Poster Presentation HUPO 2019 - 18th Human Proteome Organization World Congress

A circulating exosomes-based novel screening tool for colorectal cancer revealed by Shotgun and Data Independent Acquisition mass spectrometry (#961)

Xi Zheng 1 , Kailun Xu 1 , Yingkuan Shao 1 , Biting Zhou 1 , Ting Chen 1 , Yanqin Huang 1 , Fei Wen 1 , Weiting Ge 1 , Jian Wang 1 2 , Shaojun Yu 2 , Liang Yue 3 4 , Xue Cai 3 4 , Qiushi Zhang 3 4 , Guan Ruan 3 4 , Tiansheng Zhu 3 4 , Yi Zhu 3 4 , Tiannan Guo 3 4 , Shu Zheng 1
  1. Cancer Institute(Key Laboratory of Cancer Prevention and Intervention, China National Ministry of Education), the Second Affiliated Hospital, Zhejiang University School of Medicine, Hangzhou, Zhejiang, China
  2. Department of surgical oncology, the Second Affiliated Hospital, Zhejiang University School of Medicine , Hangzhou, Zhejiang, China
  3. School of Life Sciences, Westlake University, Hangzhou, Zhejiang, China
  4. Institute of Basic Medical Sciences, Westlake Institute for Advanced Study, Hangzhou, Zhejiang, China

Background: Early screening for colorectal cancer (CRC) is essential in order to improve prognosis. Liquid biopsies are increasingly being considered for diagnosing cancer due to the low invasiveness and reproducibility. In addition, circulating exosomes (crExos) expressing tumor-specific proteins are potential biomarkers for various cancer types. Here, we developed an optimized DIA-MS-based diagnostic method in liquid biopsies, which can be potentially adapted as a rapid and non-invasive screening tool to detect early stages of CRC.

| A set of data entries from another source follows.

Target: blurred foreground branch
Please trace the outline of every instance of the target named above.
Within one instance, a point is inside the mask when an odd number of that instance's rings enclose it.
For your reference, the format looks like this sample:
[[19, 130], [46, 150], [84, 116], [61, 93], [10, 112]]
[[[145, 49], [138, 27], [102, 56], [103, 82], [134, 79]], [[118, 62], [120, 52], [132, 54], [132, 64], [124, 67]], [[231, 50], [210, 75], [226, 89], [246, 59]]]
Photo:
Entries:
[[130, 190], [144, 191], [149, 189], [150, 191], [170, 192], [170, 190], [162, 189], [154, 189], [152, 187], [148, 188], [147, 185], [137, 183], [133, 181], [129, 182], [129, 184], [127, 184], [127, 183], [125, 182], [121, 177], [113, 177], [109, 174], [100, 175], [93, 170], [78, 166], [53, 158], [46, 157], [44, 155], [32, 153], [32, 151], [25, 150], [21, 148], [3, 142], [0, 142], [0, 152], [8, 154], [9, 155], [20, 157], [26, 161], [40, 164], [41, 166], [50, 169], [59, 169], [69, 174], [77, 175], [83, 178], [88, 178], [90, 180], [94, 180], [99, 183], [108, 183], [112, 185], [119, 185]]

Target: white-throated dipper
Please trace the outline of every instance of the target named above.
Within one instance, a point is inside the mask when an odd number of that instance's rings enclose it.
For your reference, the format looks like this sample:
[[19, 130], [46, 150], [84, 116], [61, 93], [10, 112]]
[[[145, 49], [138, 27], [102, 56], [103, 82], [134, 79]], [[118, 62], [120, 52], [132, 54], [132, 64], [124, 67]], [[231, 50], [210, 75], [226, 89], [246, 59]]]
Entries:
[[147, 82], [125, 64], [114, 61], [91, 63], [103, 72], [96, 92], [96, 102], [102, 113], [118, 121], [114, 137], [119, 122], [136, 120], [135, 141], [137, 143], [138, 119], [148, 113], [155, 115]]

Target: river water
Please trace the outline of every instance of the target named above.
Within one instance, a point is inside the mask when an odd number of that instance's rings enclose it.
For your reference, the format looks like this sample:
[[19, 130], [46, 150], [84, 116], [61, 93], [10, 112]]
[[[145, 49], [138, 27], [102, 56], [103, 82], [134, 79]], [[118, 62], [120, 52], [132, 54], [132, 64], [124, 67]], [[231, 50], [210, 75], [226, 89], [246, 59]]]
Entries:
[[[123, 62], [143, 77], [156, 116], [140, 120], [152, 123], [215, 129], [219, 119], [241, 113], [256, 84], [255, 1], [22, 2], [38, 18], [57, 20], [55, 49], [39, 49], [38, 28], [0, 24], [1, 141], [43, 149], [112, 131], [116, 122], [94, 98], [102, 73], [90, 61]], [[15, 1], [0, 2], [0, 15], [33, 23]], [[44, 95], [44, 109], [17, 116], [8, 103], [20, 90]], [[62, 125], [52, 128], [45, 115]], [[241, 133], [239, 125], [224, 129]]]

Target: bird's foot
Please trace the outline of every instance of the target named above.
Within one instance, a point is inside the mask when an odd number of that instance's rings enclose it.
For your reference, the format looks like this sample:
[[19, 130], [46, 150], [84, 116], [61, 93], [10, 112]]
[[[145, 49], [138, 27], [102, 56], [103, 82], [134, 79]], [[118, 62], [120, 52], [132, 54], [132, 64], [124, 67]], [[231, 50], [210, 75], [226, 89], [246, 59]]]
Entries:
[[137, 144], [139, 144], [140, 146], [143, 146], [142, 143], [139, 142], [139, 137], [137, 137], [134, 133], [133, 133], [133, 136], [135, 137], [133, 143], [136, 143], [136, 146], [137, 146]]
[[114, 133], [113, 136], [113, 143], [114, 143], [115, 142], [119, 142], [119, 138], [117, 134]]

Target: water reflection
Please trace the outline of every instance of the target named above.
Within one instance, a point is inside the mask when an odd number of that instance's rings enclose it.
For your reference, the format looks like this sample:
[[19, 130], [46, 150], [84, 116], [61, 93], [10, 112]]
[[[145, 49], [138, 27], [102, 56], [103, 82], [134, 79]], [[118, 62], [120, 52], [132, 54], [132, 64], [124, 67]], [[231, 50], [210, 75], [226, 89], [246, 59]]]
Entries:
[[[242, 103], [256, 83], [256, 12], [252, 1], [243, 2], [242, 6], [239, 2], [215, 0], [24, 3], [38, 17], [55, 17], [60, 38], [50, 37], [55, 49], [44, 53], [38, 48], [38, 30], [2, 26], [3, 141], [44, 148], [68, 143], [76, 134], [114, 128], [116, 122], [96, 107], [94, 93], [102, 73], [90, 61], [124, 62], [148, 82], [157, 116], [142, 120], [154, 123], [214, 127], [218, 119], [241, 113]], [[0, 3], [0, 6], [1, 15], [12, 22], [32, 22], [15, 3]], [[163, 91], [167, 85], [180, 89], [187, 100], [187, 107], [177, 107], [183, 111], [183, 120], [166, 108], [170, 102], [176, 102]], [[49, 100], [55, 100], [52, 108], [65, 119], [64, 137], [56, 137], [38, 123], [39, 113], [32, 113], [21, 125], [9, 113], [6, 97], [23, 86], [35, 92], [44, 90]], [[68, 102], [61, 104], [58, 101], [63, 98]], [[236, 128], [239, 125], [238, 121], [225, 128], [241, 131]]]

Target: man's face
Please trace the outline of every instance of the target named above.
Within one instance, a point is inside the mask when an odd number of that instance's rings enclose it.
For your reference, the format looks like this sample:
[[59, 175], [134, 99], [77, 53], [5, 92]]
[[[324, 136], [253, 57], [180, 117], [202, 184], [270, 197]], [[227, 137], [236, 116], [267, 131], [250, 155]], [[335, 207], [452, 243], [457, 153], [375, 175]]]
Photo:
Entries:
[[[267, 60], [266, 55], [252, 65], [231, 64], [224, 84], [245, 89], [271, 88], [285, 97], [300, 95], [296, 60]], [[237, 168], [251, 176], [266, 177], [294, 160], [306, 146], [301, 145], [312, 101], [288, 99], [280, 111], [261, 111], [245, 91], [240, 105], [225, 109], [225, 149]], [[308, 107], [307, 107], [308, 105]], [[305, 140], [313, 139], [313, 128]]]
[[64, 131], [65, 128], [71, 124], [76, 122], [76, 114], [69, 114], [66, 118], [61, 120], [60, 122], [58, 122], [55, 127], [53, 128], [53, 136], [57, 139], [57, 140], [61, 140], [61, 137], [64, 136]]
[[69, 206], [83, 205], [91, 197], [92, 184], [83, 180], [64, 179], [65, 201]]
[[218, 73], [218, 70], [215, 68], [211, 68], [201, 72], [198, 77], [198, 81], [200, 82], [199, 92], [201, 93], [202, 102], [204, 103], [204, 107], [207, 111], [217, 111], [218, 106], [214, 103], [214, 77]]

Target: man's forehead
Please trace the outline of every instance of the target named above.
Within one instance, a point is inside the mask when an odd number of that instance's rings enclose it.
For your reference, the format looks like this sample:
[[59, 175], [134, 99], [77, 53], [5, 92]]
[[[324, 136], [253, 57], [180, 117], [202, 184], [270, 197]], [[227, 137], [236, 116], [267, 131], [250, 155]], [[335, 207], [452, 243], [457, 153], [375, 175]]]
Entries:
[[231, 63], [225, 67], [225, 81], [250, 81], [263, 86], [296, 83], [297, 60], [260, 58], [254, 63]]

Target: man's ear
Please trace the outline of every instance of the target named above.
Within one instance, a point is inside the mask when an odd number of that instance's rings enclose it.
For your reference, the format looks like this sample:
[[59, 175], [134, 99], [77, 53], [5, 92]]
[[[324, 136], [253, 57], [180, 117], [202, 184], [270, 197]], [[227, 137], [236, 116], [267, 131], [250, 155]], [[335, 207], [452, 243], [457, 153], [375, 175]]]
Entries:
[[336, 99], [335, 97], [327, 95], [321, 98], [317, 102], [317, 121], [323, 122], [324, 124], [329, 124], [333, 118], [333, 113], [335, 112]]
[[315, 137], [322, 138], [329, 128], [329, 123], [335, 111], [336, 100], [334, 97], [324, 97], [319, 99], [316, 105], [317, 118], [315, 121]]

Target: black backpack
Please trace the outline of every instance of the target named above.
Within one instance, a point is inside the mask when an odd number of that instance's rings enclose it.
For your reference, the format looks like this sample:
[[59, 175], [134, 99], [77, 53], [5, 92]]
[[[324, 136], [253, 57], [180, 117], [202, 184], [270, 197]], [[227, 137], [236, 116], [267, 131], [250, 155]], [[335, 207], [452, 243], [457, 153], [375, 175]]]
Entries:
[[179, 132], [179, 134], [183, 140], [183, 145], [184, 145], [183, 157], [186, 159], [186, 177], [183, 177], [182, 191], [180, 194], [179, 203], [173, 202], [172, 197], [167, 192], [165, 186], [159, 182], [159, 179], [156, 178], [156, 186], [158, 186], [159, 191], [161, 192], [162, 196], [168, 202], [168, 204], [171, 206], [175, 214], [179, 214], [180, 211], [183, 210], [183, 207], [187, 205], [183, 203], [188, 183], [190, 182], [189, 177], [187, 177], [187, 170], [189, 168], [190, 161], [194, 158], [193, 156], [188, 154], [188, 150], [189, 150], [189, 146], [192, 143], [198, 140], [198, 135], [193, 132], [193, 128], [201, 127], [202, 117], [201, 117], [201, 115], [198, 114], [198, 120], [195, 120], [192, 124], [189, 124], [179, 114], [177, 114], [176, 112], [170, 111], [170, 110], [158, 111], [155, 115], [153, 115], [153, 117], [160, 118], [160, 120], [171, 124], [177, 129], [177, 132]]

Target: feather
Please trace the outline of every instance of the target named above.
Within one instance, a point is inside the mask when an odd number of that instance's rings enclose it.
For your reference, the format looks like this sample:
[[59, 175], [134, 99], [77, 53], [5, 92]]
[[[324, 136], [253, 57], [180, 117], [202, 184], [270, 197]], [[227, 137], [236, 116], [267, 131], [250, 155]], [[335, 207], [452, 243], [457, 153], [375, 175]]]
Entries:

Methodologies: Exosomes were isolated from the culture supernatants of human CRC cells lines, and the plasma of CRC patients at different tumor stages, by prolonged ultracentrifugation combined with sucrose density gradient centrifugation. Tumor-specific exosomal proteins were identified using Tandem Mass Tag (TMT)-based shotgun proteomics and phosphoproteomics. The results were verified on a second independent cohort and a mouse tumor-bearing model using Western blotting, and the candidate biomarkers were further validated in a third CRC cohort by Data Independent Acquisition (DIA)-mass spectrometry (MS). Finally, the DIA-MS methodology was optimized to permit high-throughput detection of exosome biomarkers in another independent cohort of CRC patients and healthy controls.

Findings: High levels of total and phosphorylated exosomal fibronectin 1 (FN1), haptoglobin (HP), S100A9 and fibrinogen α chain (FGA) were significantly associated with tumor progression, and FGA was the most dominant biomarker. Analysis of the human CRC cell lines and the mouse model indicated that FGA+ crExos were likely released by the CRC cells. Furthermore, optimized DIA-MS validated that FGA+ crExos could distinguish colon adenoma and CRC patients from healthy individuals with higher specificity and sensitivity than the conventional tumor biomarkers.

Conclusion: DIA-MS detected proteome of crExos is a potential non-invasive screening tool to identify early stage of CRC.